Texas Lawmakers Who Cut Family Planning Meet to Talk ‘Legislative Achievements’

The Texas senate health and human services committee met on Thursday to tout newly expanded funding to family planning services, but critics say they have a long way to go.

While the committee heard testimony from state health officials, about one hundred members of Texas' "orange army" convened at the capitol complex and were joined by lawmakers including state Sen. Leticia Van de Putte, the Democratic candidate running for lieutenant governor. Andrea Grimes / RH Reality Check

Texas lawmakers met on Thursday to discuss “legislative achievements in women’s healthcare” as part of an interim charge to monitor the implementation of a retooled publicly funded family planning care delivery system. Legislators said they’re attempting to address the consequences of a $67 million cut to state family planning services in 2011—which closed 76 family planning clinics—and the ouster of Planned Parenthood from state-funded family planning services.

Lawmakers have since attempted to replace the cut funds, in part, by looping primary care doctors and academic-based health-care providers into the provision of family planning care, while the state’s right-wing contingent has continued to refuse to implement a federal Medicaid expansion under the Affordable Care Act that would enable an estimated 687,000 Texas women to access health insurance.

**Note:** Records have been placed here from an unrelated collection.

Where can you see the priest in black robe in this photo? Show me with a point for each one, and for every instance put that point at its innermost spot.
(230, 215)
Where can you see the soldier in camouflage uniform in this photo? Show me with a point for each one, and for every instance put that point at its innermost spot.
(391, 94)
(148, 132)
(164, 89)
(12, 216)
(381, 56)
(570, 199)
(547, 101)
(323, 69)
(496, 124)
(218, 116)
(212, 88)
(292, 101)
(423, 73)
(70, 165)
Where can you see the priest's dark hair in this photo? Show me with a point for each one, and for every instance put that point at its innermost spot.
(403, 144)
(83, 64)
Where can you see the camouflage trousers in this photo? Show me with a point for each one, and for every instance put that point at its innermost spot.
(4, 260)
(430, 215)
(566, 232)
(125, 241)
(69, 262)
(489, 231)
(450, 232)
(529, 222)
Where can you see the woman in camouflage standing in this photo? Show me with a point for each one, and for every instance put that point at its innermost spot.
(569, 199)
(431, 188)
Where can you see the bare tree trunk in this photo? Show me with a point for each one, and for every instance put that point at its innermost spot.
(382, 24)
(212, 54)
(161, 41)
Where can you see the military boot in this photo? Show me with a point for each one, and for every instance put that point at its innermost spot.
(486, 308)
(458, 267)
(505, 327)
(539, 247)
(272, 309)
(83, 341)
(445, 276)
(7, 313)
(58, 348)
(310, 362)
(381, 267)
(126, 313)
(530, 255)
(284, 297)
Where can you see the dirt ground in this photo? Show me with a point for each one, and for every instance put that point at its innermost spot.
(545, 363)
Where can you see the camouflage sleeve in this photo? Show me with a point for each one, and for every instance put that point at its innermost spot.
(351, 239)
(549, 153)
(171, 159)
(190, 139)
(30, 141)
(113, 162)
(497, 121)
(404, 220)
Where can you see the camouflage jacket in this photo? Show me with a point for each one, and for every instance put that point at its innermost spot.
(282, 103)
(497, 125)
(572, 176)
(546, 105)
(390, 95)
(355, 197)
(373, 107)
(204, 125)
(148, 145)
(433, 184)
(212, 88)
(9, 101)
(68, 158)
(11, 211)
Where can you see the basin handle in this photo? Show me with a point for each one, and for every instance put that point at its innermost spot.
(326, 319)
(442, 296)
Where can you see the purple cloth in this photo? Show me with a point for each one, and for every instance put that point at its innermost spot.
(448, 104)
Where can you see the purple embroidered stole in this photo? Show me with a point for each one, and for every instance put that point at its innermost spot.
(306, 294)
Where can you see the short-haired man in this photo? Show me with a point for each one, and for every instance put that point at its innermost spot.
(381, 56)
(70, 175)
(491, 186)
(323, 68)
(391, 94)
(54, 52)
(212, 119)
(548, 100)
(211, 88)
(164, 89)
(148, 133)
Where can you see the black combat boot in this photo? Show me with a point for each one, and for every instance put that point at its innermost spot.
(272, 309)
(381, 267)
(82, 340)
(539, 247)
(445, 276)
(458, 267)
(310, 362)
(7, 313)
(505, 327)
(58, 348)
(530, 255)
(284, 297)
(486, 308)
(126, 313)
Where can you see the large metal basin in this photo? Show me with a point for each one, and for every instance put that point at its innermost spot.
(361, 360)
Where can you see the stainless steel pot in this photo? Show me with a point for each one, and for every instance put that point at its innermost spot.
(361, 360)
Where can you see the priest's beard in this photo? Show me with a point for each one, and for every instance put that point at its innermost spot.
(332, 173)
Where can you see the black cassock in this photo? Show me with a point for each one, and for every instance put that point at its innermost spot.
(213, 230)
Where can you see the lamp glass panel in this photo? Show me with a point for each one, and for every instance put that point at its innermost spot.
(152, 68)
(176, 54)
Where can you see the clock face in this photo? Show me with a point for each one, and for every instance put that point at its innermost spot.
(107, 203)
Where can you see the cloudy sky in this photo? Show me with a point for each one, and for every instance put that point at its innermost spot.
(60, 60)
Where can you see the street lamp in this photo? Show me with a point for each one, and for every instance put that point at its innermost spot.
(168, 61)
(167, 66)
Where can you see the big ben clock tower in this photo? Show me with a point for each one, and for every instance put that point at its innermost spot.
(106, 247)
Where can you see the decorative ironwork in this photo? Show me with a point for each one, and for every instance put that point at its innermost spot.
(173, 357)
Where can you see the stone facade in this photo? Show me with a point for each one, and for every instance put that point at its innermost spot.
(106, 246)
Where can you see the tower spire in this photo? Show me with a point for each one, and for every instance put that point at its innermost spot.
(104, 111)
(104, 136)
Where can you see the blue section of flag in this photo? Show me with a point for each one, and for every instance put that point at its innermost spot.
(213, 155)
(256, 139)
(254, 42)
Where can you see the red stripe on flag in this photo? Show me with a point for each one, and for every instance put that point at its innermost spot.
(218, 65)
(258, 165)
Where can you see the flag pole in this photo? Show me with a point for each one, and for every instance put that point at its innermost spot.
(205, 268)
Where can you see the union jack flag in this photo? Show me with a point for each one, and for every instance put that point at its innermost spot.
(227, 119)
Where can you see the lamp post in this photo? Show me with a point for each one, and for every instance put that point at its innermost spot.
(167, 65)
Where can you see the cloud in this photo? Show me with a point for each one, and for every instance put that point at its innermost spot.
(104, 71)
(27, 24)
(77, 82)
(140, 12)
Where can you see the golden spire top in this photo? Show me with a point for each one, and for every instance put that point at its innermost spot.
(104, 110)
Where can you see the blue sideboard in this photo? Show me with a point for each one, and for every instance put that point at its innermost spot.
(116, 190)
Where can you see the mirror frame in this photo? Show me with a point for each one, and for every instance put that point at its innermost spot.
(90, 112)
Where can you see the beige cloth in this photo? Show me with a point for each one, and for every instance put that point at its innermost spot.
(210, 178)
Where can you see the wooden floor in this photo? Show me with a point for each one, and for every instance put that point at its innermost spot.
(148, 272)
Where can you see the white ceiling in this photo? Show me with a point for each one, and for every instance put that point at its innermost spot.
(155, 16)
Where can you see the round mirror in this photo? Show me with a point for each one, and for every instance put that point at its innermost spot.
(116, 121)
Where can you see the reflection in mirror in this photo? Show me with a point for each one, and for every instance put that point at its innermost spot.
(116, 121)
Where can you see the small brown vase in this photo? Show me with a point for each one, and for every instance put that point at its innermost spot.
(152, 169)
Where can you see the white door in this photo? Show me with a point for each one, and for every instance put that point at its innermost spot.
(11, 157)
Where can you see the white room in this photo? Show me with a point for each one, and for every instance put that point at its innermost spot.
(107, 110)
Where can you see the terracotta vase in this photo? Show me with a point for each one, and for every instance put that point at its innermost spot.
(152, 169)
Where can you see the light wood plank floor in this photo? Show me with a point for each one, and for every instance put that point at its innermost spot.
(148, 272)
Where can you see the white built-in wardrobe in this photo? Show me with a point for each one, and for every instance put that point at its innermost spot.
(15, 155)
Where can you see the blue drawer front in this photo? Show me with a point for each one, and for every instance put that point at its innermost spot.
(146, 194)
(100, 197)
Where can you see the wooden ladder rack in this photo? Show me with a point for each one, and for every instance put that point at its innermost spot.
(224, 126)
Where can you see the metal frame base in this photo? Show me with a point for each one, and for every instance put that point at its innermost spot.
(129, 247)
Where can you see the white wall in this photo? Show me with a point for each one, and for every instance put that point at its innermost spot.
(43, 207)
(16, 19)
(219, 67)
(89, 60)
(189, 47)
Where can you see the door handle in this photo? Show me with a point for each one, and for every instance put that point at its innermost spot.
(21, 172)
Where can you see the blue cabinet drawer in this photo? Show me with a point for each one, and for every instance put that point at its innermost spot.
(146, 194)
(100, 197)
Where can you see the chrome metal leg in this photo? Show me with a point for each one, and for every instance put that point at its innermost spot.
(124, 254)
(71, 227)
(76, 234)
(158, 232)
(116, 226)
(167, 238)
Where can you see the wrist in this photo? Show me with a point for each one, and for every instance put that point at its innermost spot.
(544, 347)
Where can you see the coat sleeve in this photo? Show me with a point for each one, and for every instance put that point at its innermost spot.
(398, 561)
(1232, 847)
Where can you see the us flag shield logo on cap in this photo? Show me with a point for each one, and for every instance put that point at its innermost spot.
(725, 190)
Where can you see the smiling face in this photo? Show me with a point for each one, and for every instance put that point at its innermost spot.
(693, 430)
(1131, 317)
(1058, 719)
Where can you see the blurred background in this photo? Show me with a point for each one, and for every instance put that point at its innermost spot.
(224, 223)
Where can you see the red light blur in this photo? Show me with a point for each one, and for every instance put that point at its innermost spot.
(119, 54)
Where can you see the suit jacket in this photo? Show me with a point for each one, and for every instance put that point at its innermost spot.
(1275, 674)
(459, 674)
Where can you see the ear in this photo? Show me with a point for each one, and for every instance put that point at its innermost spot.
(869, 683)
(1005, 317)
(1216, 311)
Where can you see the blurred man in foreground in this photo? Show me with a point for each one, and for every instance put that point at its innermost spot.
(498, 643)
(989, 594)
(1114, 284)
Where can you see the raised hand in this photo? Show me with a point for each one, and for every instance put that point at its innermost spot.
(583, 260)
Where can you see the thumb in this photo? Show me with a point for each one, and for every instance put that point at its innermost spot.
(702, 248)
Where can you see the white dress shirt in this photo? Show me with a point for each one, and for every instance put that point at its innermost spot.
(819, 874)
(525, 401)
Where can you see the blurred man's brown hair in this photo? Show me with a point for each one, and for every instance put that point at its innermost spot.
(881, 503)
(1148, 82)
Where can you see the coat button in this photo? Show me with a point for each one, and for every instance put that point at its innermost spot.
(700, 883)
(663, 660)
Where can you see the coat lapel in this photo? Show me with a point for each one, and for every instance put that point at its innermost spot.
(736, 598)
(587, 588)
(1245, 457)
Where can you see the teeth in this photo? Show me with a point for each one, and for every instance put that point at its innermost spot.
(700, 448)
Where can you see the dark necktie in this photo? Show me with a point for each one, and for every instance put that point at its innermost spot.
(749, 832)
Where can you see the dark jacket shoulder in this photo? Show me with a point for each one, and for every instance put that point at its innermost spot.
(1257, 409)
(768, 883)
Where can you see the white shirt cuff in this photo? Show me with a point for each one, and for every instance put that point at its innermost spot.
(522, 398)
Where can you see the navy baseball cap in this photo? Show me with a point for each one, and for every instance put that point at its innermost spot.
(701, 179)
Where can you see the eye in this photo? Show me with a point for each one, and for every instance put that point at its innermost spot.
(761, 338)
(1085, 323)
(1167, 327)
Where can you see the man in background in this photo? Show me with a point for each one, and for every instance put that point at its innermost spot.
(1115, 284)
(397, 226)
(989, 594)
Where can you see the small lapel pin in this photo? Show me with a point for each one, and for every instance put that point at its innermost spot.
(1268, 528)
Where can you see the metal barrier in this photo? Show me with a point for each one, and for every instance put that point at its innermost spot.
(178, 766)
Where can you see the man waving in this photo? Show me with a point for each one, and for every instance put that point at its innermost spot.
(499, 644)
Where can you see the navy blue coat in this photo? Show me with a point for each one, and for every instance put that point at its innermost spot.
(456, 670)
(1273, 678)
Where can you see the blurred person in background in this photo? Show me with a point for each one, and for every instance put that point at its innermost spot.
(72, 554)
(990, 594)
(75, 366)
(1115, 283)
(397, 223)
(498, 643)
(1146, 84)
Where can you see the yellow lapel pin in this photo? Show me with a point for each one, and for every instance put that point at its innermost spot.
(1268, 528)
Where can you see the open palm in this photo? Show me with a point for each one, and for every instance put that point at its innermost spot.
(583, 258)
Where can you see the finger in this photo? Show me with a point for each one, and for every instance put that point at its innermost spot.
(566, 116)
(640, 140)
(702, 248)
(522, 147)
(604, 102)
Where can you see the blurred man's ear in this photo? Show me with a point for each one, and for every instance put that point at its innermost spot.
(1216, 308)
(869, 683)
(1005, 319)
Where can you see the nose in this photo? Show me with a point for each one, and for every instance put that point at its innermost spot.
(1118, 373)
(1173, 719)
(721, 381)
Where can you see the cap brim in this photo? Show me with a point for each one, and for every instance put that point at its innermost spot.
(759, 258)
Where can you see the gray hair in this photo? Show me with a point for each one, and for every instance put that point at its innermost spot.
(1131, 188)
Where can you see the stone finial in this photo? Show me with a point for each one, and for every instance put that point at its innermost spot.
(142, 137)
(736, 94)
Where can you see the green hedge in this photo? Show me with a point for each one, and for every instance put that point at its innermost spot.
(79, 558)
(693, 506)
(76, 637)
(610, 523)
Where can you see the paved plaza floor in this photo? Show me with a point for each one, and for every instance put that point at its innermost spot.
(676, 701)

Reproductive rights advocates balked at conservative lawmakers’ use of the term “legislative achievements,” noting that the health and human services committee chairperson, Sen. Jane Nelson, left Texas’ omnibus anti-abortion access law, and the resulting shutter of 16 abortion providers, off the meeting agenda.

“What achievements?” asked Texas journalist and author Ellen Sweets during public testimony at the hearing, which she called a “charade.”

“Unless it means reopening the clinics that you helped shutter, I don’t understand what this means,” said Sweets. “This hearing feels like one of those public events designed to make us feel that you’re concerned about reproductive health and women’s health, when all that’s happening is perfunctory.”

While the committee heard testimony from state health officials, about 100 members of Texas’ “orange army” convened at the capitol complex, joined by lawmakers including state Sen. Leticia Van de Putte, the Democratic candidate running for lieutenant governor.

“This is your capitol,” Van de Putte told supporters, who gathered in the outdoor rotunda, chanting, “Not the church, not the state, we’re the ones who ovulate!”

Van de Putte, a pharmacist, told the crowd that she’d had clients come to her seeking to “bring back” their periods.

During the hearing, Sen. Nelson, who voted to cut family planning funds in Texas in 2011, said she intended to show the expanded capacity of the retooled family planning programs, which include funding streams through the Department of State Health Services (DSHS), the Texas Women’s Health Program, and the expanded primary care program. However, when pressed, state health-care officials were ultimately unable to say definitively how many patients were currently receiving care under the increased funding versus the number of patients receiving care previous to the cuts.

In November 2013, DSHS reported that family planning enrollment had decreased by 77 percent, while overall cost per client had increased by 17 percent. Texas DSHS’ family planning program served more than 200,000 clients in the 2010 fiscal year; in the 2014-2015 biennium, it estimates that it is expected to serve just 65,000.

According to the Texas Women’s Health Care Coalition (TWHCC), there are 1.3 million Texans who are in need of affordable reproductive health care, but even with the $100 million increase to the primary care expansion, the state only has the capacity to reach about a third of them.

“The need is massive,” said TWHCC’s Dr. Janet Realini during public testimony. “And even though the funding levels were increased during the last session, that’s not enough to reach all the need.”

Fifty-one Texans signed up to speak on family planning at Thursday’s hearing, and testimony is expected to continue throughout the afternoon.